As someone who is not a paid author, who is just posting their work to ff.net and AO3, I have the luxury of doing that. I feel for Hussie and Rowling...they did their best, and fans should give them more credit. Andrew Hussie in particular had a game to work on, one that was compromised by the theft of a lot of the money from kickstarter by the development team. I do believe he will go into more detail about what actually happened in the epilogue. I hope he has a well-deserved rest, and that the fandom outcry hasn't gotten to him.
Probably for good. I think that but for a few weekly perusings of my Tumblr dash, my LJ/DW diaspora really is over.
The new job I started back last May has picked up. I'm actually making more money than I ever have before. For the first time since 2007, I can honestly say that I am not just living paycheck to paycheck.
My background image on my LJ is one of the concept art pics for the Bostrum Colony from TRON: Evolution. I may leave it there for a while. My default icon is Lo Pep from The Adventures of Buckaroo Banzai mythos, and will probably remain so for a while.
More later this week, when I feel up to it.
A word of advice, apropos of nothing; never pay less than twelve bucks for a bottle of sherry.

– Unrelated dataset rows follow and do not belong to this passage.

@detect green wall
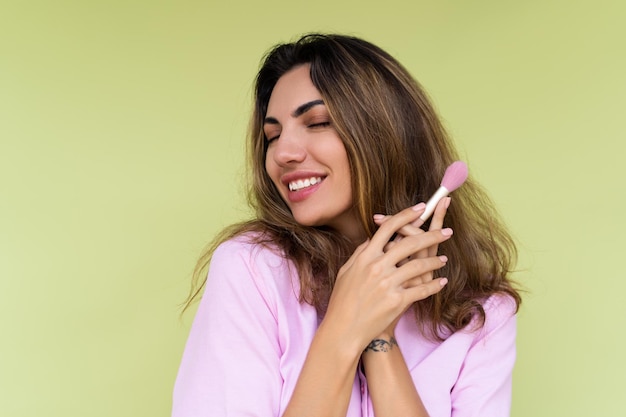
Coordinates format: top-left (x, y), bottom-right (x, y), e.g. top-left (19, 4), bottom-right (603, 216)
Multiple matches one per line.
top-left (0, 0), bottom-right (626, 417)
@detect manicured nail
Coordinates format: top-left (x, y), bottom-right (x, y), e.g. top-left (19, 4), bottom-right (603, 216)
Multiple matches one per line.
top-left (441, 227), bottom-right (452, 236)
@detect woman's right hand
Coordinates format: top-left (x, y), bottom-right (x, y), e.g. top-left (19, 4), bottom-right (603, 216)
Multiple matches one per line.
top-left (323, 205), bottom-right (452, 352)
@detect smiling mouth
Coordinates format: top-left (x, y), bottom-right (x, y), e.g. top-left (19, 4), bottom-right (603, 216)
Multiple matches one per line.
top-left (289, 177), bottom-right (322, 191)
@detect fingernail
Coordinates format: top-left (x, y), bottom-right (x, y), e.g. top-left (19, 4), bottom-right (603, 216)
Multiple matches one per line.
top-left (441, 227), bottom-right (452, 236)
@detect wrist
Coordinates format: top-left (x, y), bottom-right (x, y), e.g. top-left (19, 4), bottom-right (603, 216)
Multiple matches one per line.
top-left (363, 335), bottom-right (398, 353)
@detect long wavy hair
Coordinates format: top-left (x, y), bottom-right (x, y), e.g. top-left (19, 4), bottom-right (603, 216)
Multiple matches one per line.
top-left (185, 34), bottom-right (521, 340)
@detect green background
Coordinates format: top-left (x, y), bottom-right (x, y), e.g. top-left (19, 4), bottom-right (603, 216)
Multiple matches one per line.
top-left (0, 0), bottom-right (626, 417)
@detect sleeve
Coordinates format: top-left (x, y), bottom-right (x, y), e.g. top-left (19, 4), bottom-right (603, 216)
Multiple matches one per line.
top-left (172, 242), bottom-right (282, 417)
top-left (451, 295), bottom-right (516, 417)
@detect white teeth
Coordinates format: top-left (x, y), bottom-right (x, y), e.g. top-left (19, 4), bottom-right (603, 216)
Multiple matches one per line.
top-left (289, 177), bottom-right (322, 191)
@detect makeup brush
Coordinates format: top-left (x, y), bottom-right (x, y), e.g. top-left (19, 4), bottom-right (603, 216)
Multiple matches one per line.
top-left (420, 161), bottom-right (467, 221)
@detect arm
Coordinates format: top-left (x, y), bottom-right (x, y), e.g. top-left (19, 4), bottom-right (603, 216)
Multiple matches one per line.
top-left (362, 335), bottom-right (428, 417)
top-left (451, 295), bottom-right (516, 417)
top-left (285, 205), bottom-right (451, 417)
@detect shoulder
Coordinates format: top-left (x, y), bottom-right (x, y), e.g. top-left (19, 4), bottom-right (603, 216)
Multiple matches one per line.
top-left (207, 233), bottom-right (297, 298)
top-left (210, 233), bottom-right (287, 268)
top-left (474, 293), bottom-right (518, 342)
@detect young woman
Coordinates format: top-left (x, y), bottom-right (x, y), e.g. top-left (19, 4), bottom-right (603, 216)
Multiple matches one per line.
top-left (173, 34), bottom-right (520, 417)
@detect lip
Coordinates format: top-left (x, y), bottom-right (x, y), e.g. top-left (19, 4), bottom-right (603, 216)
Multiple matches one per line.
top-left (280, 171), bottom-right (326, 203)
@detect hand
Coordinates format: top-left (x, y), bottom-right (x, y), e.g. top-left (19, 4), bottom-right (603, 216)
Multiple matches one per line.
top-left (323, 202), bottom-right (452, 350)
top-left (374, 197), bottom-right (451, 340)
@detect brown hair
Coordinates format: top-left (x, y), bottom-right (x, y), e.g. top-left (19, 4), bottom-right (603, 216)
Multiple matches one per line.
top-left (186, 34), bottom-right (521, 338)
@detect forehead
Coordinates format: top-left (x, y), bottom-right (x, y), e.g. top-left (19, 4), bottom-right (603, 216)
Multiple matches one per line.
top-left (267, 64), bottom-right (322, 117)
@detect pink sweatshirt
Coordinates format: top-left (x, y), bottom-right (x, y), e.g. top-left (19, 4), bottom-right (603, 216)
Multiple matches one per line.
top-left (172, 237), bottom-right (516, 417)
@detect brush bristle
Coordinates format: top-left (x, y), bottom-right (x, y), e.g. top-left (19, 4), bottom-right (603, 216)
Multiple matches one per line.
top-left (441, 161), bottom-right (467, 192)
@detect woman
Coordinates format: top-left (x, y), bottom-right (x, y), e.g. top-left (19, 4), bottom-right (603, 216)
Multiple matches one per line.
top-left (173, 34), bottom-right (520, 417)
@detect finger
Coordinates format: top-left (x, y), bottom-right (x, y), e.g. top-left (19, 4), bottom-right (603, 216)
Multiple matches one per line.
top-left (374, 214), bottom-right (424, 236)
top-left (404, 278), bottom-right (448, 303)
top-left (394, 255), bottom-right (448, 288)
top-left (371, 205), bottom-right (424, 251)
top-left (385, 228), bottom-right (453, 264)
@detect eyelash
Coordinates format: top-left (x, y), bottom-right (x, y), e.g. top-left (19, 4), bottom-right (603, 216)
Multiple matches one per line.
top-left (266, 122), bottom-right (330, 143)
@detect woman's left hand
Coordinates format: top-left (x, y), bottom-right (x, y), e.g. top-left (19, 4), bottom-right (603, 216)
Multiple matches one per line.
top-left (374, 197), bottom-right (451, 340)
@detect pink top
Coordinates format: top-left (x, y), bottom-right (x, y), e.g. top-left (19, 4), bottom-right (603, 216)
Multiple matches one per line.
top-left (172, 237), bottom-right (516, 417)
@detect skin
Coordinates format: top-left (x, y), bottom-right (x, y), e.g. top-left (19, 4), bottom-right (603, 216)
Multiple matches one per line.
top-left (264, 65), bottom-right (365, 243)
top-left (264, 65), bottom-right (452, 417)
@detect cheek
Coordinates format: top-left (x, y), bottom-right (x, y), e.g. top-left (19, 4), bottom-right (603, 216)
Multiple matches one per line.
top-left (265, 151), bottom-right (278, 184)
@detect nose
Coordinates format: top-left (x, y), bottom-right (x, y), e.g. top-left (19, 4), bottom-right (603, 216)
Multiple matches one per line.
top-left (268, 131), bottom-right (307, 166)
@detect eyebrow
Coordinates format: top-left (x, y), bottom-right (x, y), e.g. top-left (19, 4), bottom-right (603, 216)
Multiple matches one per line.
top-left (263, 100), bottom-right (324, 125)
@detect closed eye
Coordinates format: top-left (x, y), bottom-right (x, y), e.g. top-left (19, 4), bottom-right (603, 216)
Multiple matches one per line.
top-left (309, 122), bottom-right (330, 128)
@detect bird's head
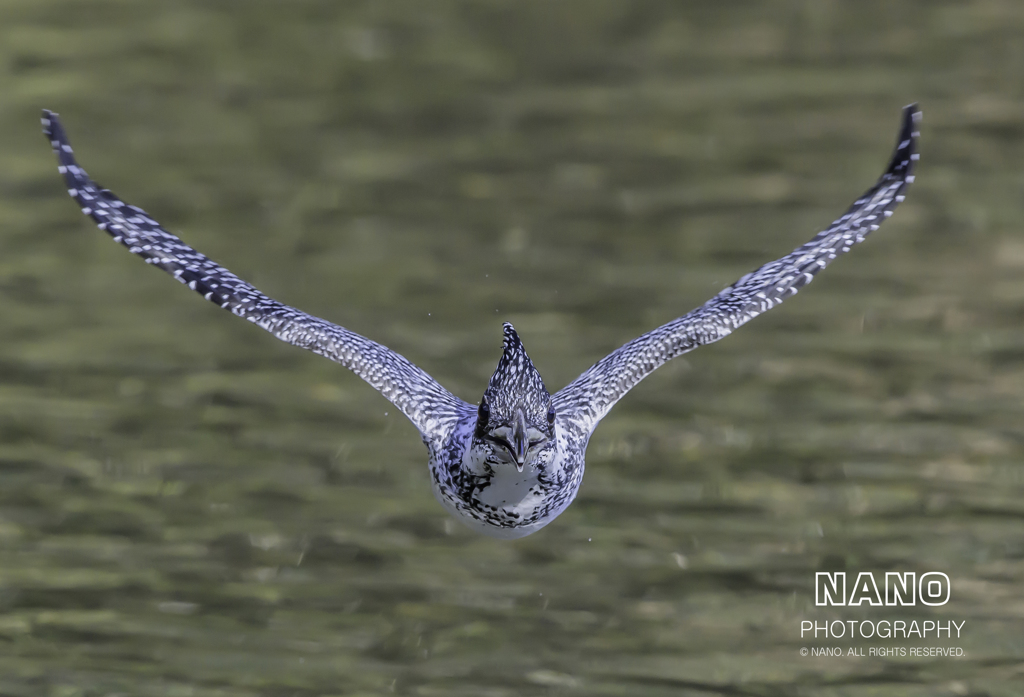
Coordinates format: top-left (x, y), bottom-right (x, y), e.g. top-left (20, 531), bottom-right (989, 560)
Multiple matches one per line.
top-left (474, 322), bottom-right (555, 472)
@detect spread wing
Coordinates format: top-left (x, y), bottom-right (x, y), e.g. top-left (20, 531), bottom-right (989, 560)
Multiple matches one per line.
top-left (554, 104), bottom-right (921, 433)
top-left (42, 111), bottom-right (475, 440)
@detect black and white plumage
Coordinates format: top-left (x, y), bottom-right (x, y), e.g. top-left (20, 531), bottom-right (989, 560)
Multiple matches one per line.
top-left (42, 104), bottom-right (921, 538)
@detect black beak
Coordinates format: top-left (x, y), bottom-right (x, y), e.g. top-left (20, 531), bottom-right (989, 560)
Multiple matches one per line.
top-left (512, 409), bottom-right (529, 472)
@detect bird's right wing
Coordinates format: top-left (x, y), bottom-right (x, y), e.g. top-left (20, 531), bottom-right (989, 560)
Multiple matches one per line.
top-left (553, 104), bottom-right (921, 433)
top-left (42, 111), bottom-right (474, 440)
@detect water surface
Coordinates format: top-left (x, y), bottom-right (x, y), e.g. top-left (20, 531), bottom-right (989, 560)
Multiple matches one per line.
top-left (0, 0), bottom-right (1024, 697)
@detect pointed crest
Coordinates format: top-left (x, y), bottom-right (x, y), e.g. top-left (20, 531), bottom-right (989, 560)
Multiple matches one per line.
top-left (486, 322), bottom-right (548, 418)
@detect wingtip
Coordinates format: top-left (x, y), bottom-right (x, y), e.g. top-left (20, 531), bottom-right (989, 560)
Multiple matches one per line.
top-left (39, 108), bottom-right (60, 138)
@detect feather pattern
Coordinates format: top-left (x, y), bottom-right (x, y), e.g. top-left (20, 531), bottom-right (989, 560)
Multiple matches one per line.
top-left (554, 103), bottom-right (921, 433)
top-left (42, 111), bottom-right (473, 440)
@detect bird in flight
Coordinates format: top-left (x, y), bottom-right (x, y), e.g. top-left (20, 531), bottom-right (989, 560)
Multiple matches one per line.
top-left (42, 104), bottom-right (921, 539)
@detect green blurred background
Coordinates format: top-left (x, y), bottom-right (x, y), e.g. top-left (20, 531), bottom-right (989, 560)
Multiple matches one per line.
top-left (0, 0), bottom-right (1024, 697)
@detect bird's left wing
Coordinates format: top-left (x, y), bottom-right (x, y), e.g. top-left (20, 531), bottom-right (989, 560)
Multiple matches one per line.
top-left (553, 104), bottom-right (921, 433)
top-left (42, 111), bottom-right (474, 440)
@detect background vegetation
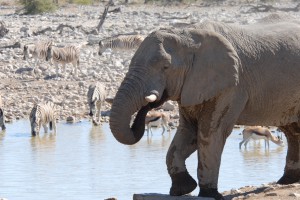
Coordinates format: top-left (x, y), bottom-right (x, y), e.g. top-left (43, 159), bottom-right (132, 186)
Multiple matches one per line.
top-left (0, 0), bottom-right (300, 14)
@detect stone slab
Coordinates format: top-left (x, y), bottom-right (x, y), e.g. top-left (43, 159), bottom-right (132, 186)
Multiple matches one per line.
top-left (133, 193), bottom-right (214, 200)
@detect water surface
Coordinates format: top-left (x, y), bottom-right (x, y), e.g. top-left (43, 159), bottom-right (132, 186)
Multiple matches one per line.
top-left (0, 120), bottom-right (287, 200)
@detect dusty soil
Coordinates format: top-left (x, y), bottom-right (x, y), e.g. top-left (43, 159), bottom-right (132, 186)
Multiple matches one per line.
top-left (0, 1), bottom-right (300, 200)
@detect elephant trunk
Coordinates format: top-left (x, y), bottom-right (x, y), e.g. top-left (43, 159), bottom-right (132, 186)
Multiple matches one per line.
top-left (109, 80), bottom-right (150, 145)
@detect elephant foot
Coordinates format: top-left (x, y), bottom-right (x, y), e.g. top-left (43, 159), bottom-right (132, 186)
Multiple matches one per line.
top-left (277, 169), bottom-right (300, 185)
top-left (170, 171), bottom-right (197, 196)
top-left (198, 187), bottom-right (225, 200)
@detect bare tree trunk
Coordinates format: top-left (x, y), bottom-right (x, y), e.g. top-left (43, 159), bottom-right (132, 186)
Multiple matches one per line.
top-left (97, 0), bottom-right (113, 32)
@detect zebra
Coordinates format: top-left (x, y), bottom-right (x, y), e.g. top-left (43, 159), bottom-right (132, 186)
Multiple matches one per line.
top-left (29, 102), bottom-right (58, 136)
top-left (46, 45), bottom-right (81, 77)
top-left (23, 41), bottom-right (53, 71)
top-left (145, 111), bottom-right (171, 135)
top-left (0, 95), bottom-right (6, 131)
top-left (98, 35), bottom-right (145, 56)
top-left (87, 82), bottom-right (106, 124)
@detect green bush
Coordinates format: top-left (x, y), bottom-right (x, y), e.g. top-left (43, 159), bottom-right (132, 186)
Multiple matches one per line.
top-left (69, 0), bottom-right (93, 5)
top-left (20, 0), bottom-right (56, 14)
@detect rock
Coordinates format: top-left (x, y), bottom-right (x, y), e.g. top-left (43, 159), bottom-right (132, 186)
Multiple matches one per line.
top-left (265, 192), bottom-right (278, 197)
top-left (161, 101), bottom-right (175, 111)
top-left (133, 193), bottom-right (214, 200)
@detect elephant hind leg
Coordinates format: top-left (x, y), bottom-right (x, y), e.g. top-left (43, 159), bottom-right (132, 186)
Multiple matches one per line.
top-left (166, 126), bottom-right (197, 196)
top-left (277, 123), bottom-right (300, 184)
top-left (170, 171), bottom-right (197, 196)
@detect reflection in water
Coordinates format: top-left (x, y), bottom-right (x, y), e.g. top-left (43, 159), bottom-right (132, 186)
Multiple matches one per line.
top-left (30, 133), bottom-right (56, 151)
top-left (0, 130), bottom-right (6, 141)
top-left (90, 124), bottom-right (105, 144)
top-left (0, 120), bottom-right (287, 200)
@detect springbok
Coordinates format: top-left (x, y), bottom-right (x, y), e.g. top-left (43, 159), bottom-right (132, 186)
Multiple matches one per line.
top-left (145, 111), bottom-right (170, 135)
top-left (240, 126), bottom-right (284, 149)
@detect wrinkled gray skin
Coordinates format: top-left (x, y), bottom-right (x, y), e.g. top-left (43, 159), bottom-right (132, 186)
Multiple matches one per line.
top-left (0, 108), bottom-right (6, 130)
top-left (110, 14), bottom-right (300, 199)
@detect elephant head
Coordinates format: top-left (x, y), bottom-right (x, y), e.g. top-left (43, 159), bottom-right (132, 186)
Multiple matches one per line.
top-left (110, 29), bottom-right (239, 144)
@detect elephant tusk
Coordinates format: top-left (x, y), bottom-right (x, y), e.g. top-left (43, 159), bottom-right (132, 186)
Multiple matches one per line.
top-left (145, 94), bottom-right (157, 103)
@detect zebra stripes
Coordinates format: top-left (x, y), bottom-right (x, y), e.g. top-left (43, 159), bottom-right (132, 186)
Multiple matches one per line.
top-left (87, 82), bottom-right (106, 123)
top-left (98, 35), bottom-right (144, 56)
top-left (29, 102), bottom-right (58, 136)
top-left (46, 45), bottom-right (80, 77)
top-left (0, 95), bottom-right (6, 130)
top-left (23, 41), bottom-right (52, 69)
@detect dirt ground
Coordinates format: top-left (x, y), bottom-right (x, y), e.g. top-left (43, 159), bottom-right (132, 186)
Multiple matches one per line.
top-left (0, 1), bottom-right (300, 200)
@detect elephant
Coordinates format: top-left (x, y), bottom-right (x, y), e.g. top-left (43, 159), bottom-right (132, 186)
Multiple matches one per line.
top-left (109, 13), bottom-right (300, 199)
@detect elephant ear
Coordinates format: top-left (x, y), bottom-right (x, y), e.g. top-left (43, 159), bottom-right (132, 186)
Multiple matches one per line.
top-left (181, 30), bottom-right (240, 106)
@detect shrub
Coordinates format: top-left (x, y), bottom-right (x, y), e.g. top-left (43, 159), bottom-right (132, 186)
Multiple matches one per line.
top-left (69, 0), bottom-right (93, 5)
top-left (20, 0), bottom-right (56, 14)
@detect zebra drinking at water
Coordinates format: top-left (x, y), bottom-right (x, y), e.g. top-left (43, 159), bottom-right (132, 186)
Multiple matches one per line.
top-left (46, 45), bottom-right (80, 77)
top-left (0, 95), bottom-right (6, 130)
top-left (23, 41), bottom-right (52, 70)
top-left (87, 82), bottom-right (106, 124)
top-left (29, 102), bottom-right (58, 136)
top-left (98, 35), bottom-right (144, 56)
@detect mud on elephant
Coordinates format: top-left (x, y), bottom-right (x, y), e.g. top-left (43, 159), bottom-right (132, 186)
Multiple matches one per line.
top-left (110, 13), bottom-right (300, 199)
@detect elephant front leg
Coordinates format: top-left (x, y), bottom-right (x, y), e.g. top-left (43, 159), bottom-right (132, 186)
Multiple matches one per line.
top-left (167, 126), bottom-right (197, 196)
top-left (278, 123), bottom-right (300, 184)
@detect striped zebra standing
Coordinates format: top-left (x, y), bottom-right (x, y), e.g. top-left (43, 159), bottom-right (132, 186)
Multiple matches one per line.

One of the sugar gliders died back in March. Laurie passed, after battling an infection for several months. We tried several courses of antibiotics, and nothing really seemed to make a dent in it. She is survived by Rorschach and Danielle, who have also been struggling with it. The vet is trying to say that age is a factor - but if what the rescuer told me is true, these little guys were a year or so old in 2009 when I got them, which would only make them about six years old now. That's middle-aged for a sugar glider - but really there is no telling how old a rescue glider is, and Val (the rescuer) had no lines on them (she does not know their pedigree, etc.) After Cessna was basically a tank and lived for twelve years, it was kind of a shock that Laurie succumbed to this. I blame this winter - it was really, really tough on them, and the insulation in this house is for shit. I had a space heater going in my room the whole time, but I still blame the fact that it got so damn cold and stayed so damn cold for months and months and months with basically no letup, even here in Texas. I'm planning on moving them upstairs into the library if it gets that bad again in a few months.
Flipside 2014 was cool. Again, we (Camp Curly) spent several weeks scrambling to get more infrastructure together in time for Memorial Day weekend. We built two more benches and a daybed from plans up on playatech, stained and polyurethaned them. I don't have any pics of the camp, as per the "no photography without express consent of everyone present" rules, but here is a pic of one of the portapotties. I promise I got its consent before taking the picture.
This summer has been okay. I haven't gotten quite as much done as I wanted on the DIY front. I still need to paint the bookcase, for example. Pics when I get it done. Roommates and I are okay otherwise.